Nicholas Monro
Born 1936, London.
Nicholas Monro attended Chelsea School of Art from 1958-61. He taught at Swindon School of Art from 1963-68 and at Chelsea College of Art in London.
Monro is an English sculptor, printmaker and art teacher. He was a member of the Pop Art movement which came into prominence in the 1960s. He stood out among this group for making sculpture the principal vehicle for his work, particularly using fibreglass, filling the Robert Fraser Gallery in London, for example, with forty fibreglass sheep. In 1977 he was commissioned by the Arts Council for a work to be included in the ‘British Genius’ exhibition in Battersea Park which was a fifteen foot high statue of Eric Morecombe and Ernie Wise.

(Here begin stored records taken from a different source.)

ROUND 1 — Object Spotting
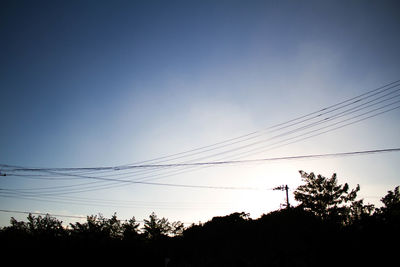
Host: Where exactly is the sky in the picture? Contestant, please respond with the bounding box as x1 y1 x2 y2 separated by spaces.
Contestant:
0 0 400 225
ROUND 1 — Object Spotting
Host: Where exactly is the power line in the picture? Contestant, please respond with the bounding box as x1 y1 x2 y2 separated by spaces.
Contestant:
0 209 87 219
0 80 400 174
0 148 400 195
0 80 400 196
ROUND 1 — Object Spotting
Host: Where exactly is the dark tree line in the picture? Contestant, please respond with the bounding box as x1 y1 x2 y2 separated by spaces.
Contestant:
0 171 400 267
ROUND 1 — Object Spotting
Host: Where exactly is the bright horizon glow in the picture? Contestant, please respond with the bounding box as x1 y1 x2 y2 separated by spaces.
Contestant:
0 1 400 226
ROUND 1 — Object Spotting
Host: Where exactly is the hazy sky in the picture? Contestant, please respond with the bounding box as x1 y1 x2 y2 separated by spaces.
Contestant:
0 1 400 225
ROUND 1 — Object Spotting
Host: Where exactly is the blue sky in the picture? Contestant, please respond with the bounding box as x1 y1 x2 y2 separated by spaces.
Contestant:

In 1972 another commission from the Peter Stuyvesant sponsored 'Sculpture for Public Places Scheme' took the form of a twenty foot sculpture of King Kong which was installed in the Bull Ring in Birmingham. In 2016 it was featured outside the Henry Moore Institute in Leeds as part of a public art event where it received enormous public acclaim.
Monro’s work is held in a number of public collections including the Victoria and Albert Museum, Tate Britain, Wolverhampton Art Gallery, the Albright Knox Gallery in Buffalo, USA and the University of Iowa.